American Journal of Mathematics, Vol. 70, No. 3 (July 1948), 590-625 (Part I)

American Journal of Mathematics, Vol. 71, No. 3 (July 1949), 491-540 (Part II)

Part I received February 13, 1947. The greater part of the material in this paper was presented as a D.Phil. thesis at the University of Oxford.

Part II received August 27, 1947.

**PART I. Definitions and General Properties**

Introduction

In his paper "Die Untergruppen der freien Produkte" A. Kurosch determines completely the structure of the subgroups of a free product of groups. He also suggests the problem of determining similarly the subgroups of a free product of groups with an amalgamated subgroup. This problem will be solved completely. However, to describe the structure of these subgroups adequately, a generalization of the free product with one amalgamated subgroup is necessary. It is with this generalization that the first part of our investigations is mainly concerned; the problem of determining the subgroups of free products with one amalgamated subgroup and of generalized free products with amalgamated subgroups will be dealt with in the second part.

....

The concepts introduced so far may be looked upon as a special case of a rather more general problem. In **4** we introduce the notion of an "incomplete group." Two questions arise: whether an incomplete group is imbeddable into a group; and if it is imbeddable, whether there exists a "largest" group which contains the incomplete group and is generated by it. This second question will be answered in the affirmative. That the answer to the first question is not always positive, is known. Since the system of groups G_{α} with amalgamated subgroups U_{αβ} must form an incomplete group, if the generalized free product is to exist, the example in **3** provides an instance of a different type of incomplete group which is not imbeddable.

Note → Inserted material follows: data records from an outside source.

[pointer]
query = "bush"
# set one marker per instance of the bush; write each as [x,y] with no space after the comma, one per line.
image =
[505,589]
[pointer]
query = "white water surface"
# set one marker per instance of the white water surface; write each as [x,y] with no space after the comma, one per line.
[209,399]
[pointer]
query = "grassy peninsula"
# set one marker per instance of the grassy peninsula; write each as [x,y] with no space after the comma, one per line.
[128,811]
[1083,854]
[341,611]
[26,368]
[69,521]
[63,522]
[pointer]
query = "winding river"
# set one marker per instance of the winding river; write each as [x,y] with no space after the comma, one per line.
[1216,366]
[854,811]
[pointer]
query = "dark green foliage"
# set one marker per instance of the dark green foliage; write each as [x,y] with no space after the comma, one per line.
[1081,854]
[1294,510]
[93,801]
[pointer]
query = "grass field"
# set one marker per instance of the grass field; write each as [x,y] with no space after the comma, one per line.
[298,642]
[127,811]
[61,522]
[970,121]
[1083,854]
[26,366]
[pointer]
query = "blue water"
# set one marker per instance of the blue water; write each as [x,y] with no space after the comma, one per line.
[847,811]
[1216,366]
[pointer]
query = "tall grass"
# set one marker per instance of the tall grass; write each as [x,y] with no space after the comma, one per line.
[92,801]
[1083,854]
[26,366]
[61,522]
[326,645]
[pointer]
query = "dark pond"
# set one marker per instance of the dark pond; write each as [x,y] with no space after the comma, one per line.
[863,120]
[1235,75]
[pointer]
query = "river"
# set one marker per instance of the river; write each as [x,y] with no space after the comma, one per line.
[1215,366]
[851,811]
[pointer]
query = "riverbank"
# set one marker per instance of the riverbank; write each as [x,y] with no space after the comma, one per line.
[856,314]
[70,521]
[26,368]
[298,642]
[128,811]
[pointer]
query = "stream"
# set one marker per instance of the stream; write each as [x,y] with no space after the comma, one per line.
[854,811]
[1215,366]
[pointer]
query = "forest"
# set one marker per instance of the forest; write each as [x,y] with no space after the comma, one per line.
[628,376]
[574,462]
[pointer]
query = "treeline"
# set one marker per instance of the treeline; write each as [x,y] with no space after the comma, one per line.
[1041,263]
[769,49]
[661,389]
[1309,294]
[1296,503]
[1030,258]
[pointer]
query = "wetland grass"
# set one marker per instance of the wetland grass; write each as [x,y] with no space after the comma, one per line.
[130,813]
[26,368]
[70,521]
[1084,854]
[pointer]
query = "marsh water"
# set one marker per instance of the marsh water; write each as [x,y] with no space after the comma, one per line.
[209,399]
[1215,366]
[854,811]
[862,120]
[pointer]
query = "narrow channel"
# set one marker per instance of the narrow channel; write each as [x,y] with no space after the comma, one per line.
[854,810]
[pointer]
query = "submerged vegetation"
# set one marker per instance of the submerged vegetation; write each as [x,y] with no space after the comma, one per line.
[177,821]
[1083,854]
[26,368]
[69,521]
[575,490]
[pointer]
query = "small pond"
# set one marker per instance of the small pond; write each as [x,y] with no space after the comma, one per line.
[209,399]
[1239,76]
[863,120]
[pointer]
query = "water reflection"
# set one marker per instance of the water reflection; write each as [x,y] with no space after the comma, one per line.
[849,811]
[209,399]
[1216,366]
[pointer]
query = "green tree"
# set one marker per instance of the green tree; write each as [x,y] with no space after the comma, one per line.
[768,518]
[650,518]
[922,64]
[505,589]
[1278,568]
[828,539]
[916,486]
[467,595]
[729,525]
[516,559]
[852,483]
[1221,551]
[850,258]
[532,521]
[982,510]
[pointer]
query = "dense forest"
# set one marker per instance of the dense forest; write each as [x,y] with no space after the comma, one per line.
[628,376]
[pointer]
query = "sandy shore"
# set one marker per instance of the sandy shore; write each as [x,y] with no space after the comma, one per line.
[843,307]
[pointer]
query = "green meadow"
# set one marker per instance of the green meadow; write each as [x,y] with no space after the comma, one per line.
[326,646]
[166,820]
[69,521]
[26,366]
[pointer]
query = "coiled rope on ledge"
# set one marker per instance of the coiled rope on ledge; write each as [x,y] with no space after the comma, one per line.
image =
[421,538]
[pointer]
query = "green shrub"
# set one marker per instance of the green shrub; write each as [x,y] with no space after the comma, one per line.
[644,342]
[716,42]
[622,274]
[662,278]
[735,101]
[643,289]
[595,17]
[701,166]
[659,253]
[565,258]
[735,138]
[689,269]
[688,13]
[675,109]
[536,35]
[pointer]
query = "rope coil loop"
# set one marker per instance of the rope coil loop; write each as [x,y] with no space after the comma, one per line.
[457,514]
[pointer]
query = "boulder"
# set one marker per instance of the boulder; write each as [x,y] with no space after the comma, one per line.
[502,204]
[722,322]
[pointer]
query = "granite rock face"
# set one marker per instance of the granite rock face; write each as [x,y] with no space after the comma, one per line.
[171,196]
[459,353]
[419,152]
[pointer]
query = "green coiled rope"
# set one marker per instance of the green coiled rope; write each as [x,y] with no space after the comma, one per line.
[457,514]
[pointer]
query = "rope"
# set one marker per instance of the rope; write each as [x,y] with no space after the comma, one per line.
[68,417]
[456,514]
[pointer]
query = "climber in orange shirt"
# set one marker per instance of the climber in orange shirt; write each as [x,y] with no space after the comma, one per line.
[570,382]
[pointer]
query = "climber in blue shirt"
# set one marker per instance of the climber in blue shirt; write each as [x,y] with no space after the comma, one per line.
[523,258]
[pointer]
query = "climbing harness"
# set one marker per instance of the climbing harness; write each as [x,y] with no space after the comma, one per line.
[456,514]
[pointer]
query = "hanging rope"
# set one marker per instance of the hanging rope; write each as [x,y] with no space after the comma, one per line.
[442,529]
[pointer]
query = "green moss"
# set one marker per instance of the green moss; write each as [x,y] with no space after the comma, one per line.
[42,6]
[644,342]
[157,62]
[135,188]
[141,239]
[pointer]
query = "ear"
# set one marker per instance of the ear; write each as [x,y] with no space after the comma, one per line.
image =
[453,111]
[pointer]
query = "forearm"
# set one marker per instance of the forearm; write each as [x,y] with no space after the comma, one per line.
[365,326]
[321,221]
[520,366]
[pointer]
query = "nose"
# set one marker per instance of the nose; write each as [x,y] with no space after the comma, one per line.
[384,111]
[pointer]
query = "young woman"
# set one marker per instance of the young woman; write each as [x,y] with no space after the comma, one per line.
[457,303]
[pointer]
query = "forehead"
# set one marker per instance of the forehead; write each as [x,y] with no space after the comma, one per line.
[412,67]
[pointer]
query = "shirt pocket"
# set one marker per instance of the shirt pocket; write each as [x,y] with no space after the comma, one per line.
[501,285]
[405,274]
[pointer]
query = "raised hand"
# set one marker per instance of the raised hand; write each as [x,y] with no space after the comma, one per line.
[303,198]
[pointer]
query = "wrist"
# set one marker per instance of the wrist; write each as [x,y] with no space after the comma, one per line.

In **5** we derive a necessary and sufficient criterion for the existence of the generalized free product with amalgamated subgroups reducing the general case to a more special (though by no means easier) case. In **6** we describe the structure of the generalized free product in a somewhat different way. This leads to a number of special results and examples (**7,8**). These enable us to derive some simple and useful sufficient criteria for the existence of the generalized free product in the case of three factors. however, they also seem to indicate that more general results in this direction can hardly be hoped for (**9**). We conclude the paper with a detailed discussion of the free product of three infinite cycles with amalgamated subcycles.

**PART II. The Subgroups of Generalized Free Products**

Introduction

In Part I we defined the generalized free product G of the the groups G_{α} with amalgamated subgroups U_{αβ}. We found that G contains a group U which is itself a free product with amalgamated subgroups U_{αβ}. Its factors are the subgroups U_{α} of G_{α} which are generated by all the amalgamated subgroups U_{αβ} of G_{α}. If, in particular, all U_{αβ} are identical, then U_{α} = U_{αβ} for all β, all the groups U_{α} are isomorphic, and G is simply the free product of all the groups G_{α} with the one amalgamated subgroup U. In the general case the subgroup U of G may be loosely described as the smallest generalized free product with the amalgamated subgroups U_{αβ}.

We are going to show that every subgroup H of G is itself a generalized free product—unless H belongs to U, in which case nothing can be said.